Positive Employment Report and Your Own Future

Today’s employment report was encouraging and yet, discussion after discussion continues to reveal the problem of matching up skill sets and the right fit with currently open positions. This problem is amplified by technology, the economics of downsizing (particularly human resources and the use of professional external recruiters), and an overall shift of the burden being on the job seeker, not the organization looking to fill a position.

It is well documented that technology has fomented the flood of applicant mismatches and in some cases, the ease of applying simply to fulfill the “searching for a job” expectation of unemployment benefits. This of course creates an insufferable morass of material for those responsible of recruiting to sift through on a first pass. There is also the ridiculous advice where applicants wind up “keyword dumping” in their resumes to make sure they show up in a search. Obviously, some keywords are relevant. But a system that filters applicants using a machine and algorithms is inherently flawed. The next problem is one we are all are aware of: the reduction of human resources and particularly, professional recruiters were actually skilled in matching applicants with an organization’s needs. This leaves today’s job seeker in the throes of what Peter Drucker warned of decades ago, namely, that there is virtually no organizational support that can be counted on in terms of a career path. More than ever before, it is up to the individual to take charge of their own future.
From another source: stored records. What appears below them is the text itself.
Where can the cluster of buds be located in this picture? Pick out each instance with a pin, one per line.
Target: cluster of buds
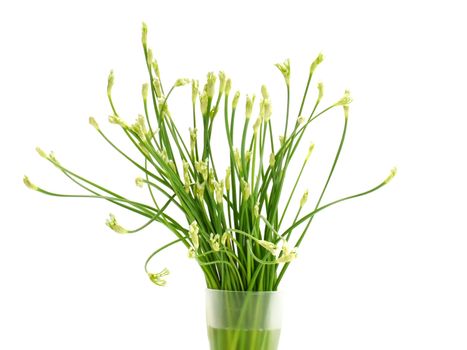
(285, 70)
(215, 242)
(249, 106)
(29, 184)
(193, 137)
(287, 254)
(265, 106)
(202, 168)
(219, 191)
(246, 190)
(391, 175)
(227, 179)
(193, 231)
(114, 225)
(186, 176)
(157, 278)
(199, 190)
(139, 127)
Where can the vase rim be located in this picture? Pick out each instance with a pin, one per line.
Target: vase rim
(250, 292)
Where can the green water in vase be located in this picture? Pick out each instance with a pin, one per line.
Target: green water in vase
(240, 339)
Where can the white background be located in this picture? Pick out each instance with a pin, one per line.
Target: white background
(387, 271)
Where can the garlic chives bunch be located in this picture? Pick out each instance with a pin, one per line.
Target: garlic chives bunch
(235, 225)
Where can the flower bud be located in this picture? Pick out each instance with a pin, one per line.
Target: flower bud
(225, 239)
(113, 224)
(227, 179)
(235, 100)
(222, 80)
(249, 106)
(264, 92)
(246, 190)
(211, 85)
(199, 190)
(320, 91)
(316, 63)
(144, 91)
(391, 175)
(228, 86)
(29, 184)
(272, 160)
(345, 100)
(304, 199)
(182, 82)
(215, 242)
(157, 87)
(219, 191)
(157, 278)
(194, 90)
(155, 67)
(269, 246)
(193, 233)
(310, 150)
(110, 83)
(149, 58)
(144, 35)
(285, 70)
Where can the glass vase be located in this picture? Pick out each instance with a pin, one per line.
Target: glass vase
(243, 320)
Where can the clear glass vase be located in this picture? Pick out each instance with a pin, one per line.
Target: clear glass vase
(243, 320)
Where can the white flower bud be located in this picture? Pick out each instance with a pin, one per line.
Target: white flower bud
(227, 179)
(182, 82)
(110, 83)
(269, 246)
(211, 85)
(29, 184)
(113, 224)
(222, 81)
(93, 122)
(215, 242)
(310, 150)
(157, 278)
(219, 191)
(304, 199)
(225, 239)
(144, 91)
(193, 232)
(235, 100)
(157, 87)
(345, 100)
(264, 92)
(144, 35)
(320, 91)
(391, 175)
(249, 106)
(285, 70)
(202, 168)
(155, 67)
(199, 190)
(228, 86)
(272, 160)
(194, 90)
(316, 63)
(246, 190)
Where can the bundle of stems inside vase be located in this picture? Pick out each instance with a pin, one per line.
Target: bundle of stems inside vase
(235, 227)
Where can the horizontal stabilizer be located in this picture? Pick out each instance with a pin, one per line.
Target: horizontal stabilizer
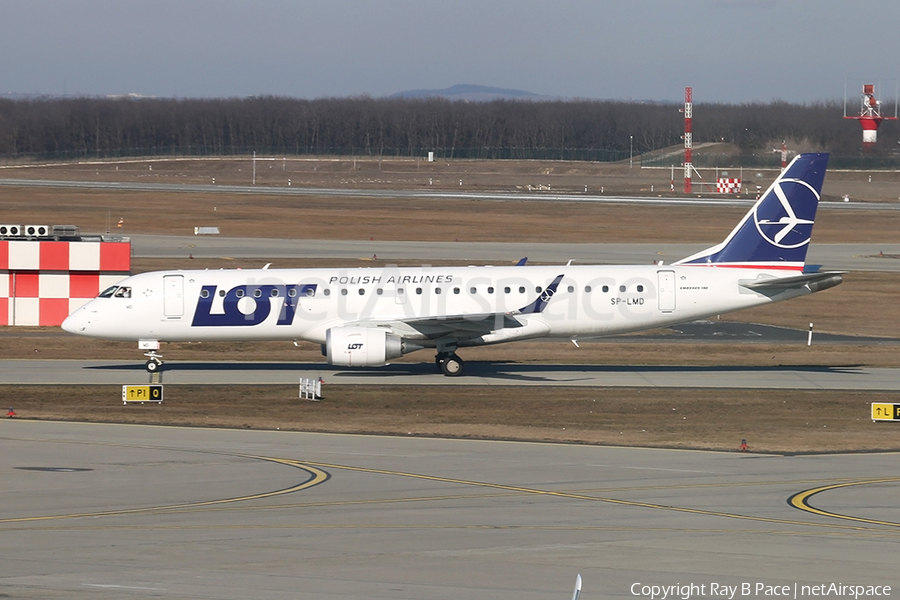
(814, 281)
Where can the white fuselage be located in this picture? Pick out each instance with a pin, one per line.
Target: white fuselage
(302, 304)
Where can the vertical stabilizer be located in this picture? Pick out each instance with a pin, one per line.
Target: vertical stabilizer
(775, 233)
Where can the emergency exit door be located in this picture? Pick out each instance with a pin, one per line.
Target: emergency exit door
(666, 286)
(173, 304)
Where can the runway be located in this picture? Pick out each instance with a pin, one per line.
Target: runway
(429, 194)
(854, 257)
(94, 511)
(97, 372)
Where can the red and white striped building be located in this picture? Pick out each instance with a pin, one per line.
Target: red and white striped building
(728, 185)
(43, 281)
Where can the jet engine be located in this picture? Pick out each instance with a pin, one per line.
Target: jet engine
(361, 346)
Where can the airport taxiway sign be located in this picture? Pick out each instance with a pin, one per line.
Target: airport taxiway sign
(883, 411)
(141, 393)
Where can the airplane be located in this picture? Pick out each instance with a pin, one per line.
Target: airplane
(366, 317)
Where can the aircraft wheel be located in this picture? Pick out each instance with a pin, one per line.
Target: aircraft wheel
(452, 366)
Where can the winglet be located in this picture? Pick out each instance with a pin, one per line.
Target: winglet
(577, 593)
(538, 305)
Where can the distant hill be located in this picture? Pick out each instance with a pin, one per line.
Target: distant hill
(473, 93)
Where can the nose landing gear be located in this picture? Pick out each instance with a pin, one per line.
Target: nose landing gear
(154, 362)
(449, 364)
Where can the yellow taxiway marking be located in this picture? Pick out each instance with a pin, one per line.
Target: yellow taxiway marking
(317, 476)
(801, 501)
(578, 496)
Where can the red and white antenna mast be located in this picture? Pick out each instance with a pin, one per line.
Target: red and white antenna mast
(688, 138)
(869, 116)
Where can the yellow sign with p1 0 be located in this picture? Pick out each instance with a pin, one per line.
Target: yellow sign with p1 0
(141, 393)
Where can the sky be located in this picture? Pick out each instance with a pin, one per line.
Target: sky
(731, 51)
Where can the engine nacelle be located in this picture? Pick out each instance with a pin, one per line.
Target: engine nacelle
(361, 346)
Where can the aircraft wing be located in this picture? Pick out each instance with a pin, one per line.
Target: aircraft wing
(814, 281)
(467, 325)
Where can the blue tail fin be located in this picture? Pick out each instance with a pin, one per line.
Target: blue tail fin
(775, 233)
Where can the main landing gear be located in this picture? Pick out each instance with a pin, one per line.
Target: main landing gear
(154, 362)
(449, 364)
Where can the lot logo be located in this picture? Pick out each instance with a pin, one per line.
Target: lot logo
(787, 223)
(261, 297)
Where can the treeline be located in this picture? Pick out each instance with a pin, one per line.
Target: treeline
(591, 130)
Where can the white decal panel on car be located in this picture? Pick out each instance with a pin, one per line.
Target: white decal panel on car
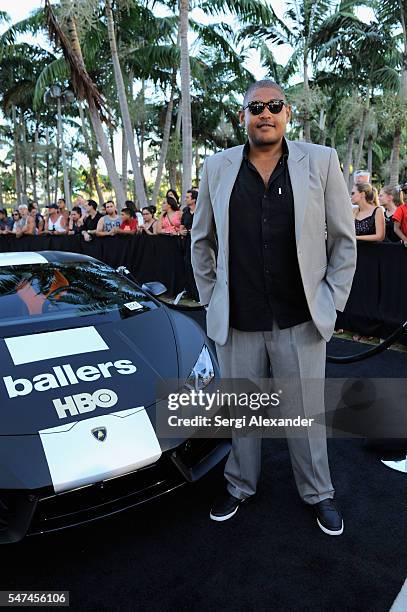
(48, 345)
(95, 449)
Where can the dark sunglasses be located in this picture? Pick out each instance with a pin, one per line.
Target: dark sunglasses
(256, 107)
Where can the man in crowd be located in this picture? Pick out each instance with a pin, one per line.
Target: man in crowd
(272, 284)
(187, 220)
(129, 224)
(91, 219)
(26, 225)
(109, 222)
(38, 218)
(6, 224)
(400, 222)
(63, 210)
(75, 221)
(55, 222)
(81, 202)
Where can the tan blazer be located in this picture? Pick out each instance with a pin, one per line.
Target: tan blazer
(321, 202)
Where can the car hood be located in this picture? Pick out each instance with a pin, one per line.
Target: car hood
(54, 378)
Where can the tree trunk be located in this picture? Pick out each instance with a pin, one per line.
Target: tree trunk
(348, 159)
(57, 157)
(124, 108)
(395, 158)
(47, 168)
(16, 155)
(185, 101)
(370, 155)
(93, 158)
(35, 164)
(142, 130)
(124, 161)
(359, 153)
(164, 149)
(322, 124)
(197, 163)
(107, 155)
(307, 122)
(94, 114)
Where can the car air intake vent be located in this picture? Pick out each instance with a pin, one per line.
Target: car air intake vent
(16, 511)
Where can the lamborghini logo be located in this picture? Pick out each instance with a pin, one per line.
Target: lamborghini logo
(100, 433)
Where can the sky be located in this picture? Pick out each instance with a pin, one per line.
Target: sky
(20, 9)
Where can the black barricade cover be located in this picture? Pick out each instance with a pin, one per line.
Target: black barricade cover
(377, 304)
(149, 258)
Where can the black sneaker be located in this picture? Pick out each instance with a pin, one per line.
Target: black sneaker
(329, 518)
(225, 507)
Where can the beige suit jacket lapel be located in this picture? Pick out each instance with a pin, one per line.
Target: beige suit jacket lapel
(231, 166)
(298, 166)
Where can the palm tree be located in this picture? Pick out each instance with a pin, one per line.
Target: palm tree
(121, 92)
(83, 85)
(185, 99)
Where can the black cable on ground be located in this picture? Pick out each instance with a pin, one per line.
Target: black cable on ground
(379, 348)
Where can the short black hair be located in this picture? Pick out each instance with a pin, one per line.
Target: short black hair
(194, 194)
(93, 204)
(172, 193)
(260, 85)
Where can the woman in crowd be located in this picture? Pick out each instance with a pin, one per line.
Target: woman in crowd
(149, 221)
(135, 211)
(173, 194)
(170, 220)
(55, 221)
(75, 224)
(390, 198)
(129, 224)
(16, 218)
(369, 216)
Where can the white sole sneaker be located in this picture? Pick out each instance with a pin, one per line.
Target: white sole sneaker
(225, 517)
(328, 531)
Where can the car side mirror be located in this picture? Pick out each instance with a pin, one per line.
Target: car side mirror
(155, 288)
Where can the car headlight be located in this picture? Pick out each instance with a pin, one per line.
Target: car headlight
(202, 373)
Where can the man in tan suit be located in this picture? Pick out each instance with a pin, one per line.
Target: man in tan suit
(274, 253)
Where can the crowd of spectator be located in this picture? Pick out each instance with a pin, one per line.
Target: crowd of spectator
(85, 219)
(380, 216)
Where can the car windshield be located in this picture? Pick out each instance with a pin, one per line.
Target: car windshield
(45, 292)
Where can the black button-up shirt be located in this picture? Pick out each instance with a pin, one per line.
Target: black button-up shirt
(264, 275)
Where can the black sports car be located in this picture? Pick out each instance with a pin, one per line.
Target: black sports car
(81, 350)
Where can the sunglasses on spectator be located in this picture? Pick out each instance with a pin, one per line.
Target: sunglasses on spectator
(274, 106)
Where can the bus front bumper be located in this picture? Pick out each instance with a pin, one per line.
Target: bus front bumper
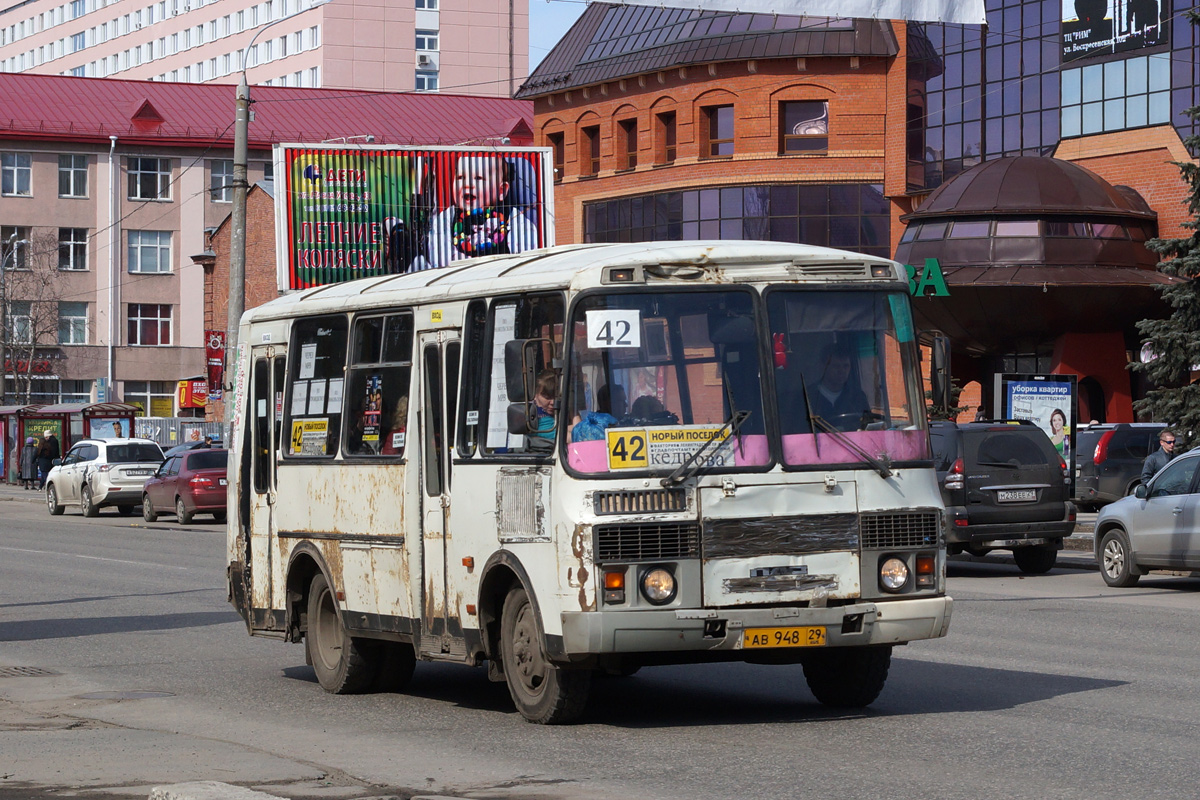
(891, 621)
As I have discussed this dilemma with many people for all different backgrounds, some of the most profound observations regarding what is required of today’s job seekers have come from those who have enjoyed the benefits of the golden age of the industrial era. In other words, many retirees now in their sixties and seventies, not burdened with the daily grind have time to read, discuss and reflect on the contrast of todays job market with what they experienced in the past. They see the contrast (and struggle among many) between the present and the past and see very clearly that the dynamics of today’s employee are radically and essentially different from everything they experienced in the last forty years. Here are three suggestions to ponder on this topic. I have found them to be recurring themes (but certainly not limited to) what is required of today’s job seeker and those who will advance in their careers: accept uncertainty, continuously improve your own flexibility, and, be prepared to take an aggressive, assertive role in your own future.